The United States rejoins that the in Florida Supreme Court decision involved a state court interpreting a state statute and that that decision is not binding on a federal court’s interpretation of a differently worded federal statute. See Brief for Respondent at 46. According to the United States, even if the Florida Supreme Court’s decision were binding, the decision on which Johnson is relying is distinguishable, because the Florida statute includes additional, clarifying language, which the ACCA does not contain. See id.
The Rule of Lenity
Johnson argues that even if the Supreme Court disagrees with his contention that the battery falls outside of the ACCA’s definition of a “violent felony,” the Court should overturn his sentence under the rule of lenity. See Brief for Petitioner at 32. According to Johnson, the underlying rationale of the rule of lenity is that it is wrong to expect individuals to follow the law when the law is unclear. See id. at 33. Here, the law is unclear: the array of arguments and court decisions that each side uses to contradict each other is evidence of such ambiguity. See id.at 31-32.

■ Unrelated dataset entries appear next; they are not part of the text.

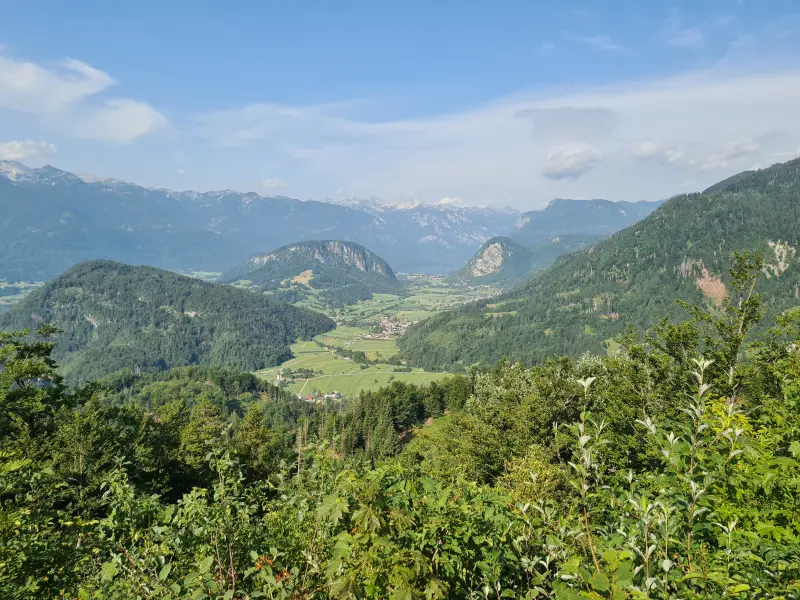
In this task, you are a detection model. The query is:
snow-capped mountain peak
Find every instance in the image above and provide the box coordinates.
[0,160,32,181]
[392,199,422,210]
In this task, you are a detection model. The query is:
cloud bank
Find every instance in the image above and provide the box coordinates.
[194,67,800,206]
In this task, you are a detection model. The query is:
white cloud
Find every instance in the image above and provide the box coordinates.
[262,178,289,189]
[634,142,684,165]
[542,145,603,180]
[68,98,168,142]
[0,51,166,142]
[437,196,460,205]
[0,56,112,113]
[0,139,57,161]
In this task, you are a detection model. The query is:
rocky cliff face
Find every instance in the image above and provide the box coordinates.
[454,237,534,286]
[470,242,506,276]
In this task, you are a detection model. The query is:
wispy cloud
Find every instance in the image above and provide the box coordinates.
[0,50,166,142]
[634,142,684,165]
[0,139,57,161]
[662,8,712,48]
[262,178,289,190]
[566,33,625,52]
[542,145,603,180]
[696,137,760,170]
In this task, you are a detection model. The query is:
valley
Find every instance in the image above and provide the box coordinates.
[256,275,500,395]
[4,151,800,600]
[5,4,800,597]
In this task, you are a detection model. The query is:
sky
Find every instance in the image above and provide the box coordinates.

Conversely, the United States’ argues that, under Supreme Court precedent, the rule of lenity applies only to cases of “grievous ambiguity.” See Brief for Respondent at 47. A “grievous ambiguity” exists if a court has little information pointing in any direction and can only make a stab in the dark as to what Congress intended. See id. The United States argues that the statute’s “language, context, history, and purpose” all indicate that there is no such ambiguity in this case, but rather merely a different, conceivable interpretation which would not trigger the application of the rule. See id. at 47.
The National Association of Criminal Defense Lawyers (“NACDL”) counters the United State’s argument, observing that the Court’s decisions have not always mentioned the heightened standard of “grievous ambiguity.” See Brief of Amicus Curiae National Association of Criminal Defense Lawyers in Support of Petitionerat 2. The NACDL argues that, in order to promote fairness in the criminal justice system, the rule of lenity should apply whenever a criminal statute is unclear. See id.at 4.
In this case, the Supreme Court will resolve a complex issue of statutory interpretation. The Court’s decision will resolve whether a felony battery that can be committed by either striking or touching another person meets the Armed Career Criminal Act’s (“ACCA”) physical force requirement and, thereby, triggers the ACCA’s mandatory minimum sentence for repeat, violent offenders. This case also presents the Court with the opportunity to clarify (1) whether the rule of lenity only applies if there is “grievous ambiguity” and (2) whether federal courts are bound by state court precedent interpreting the meaning of particular words in a similar statutory context.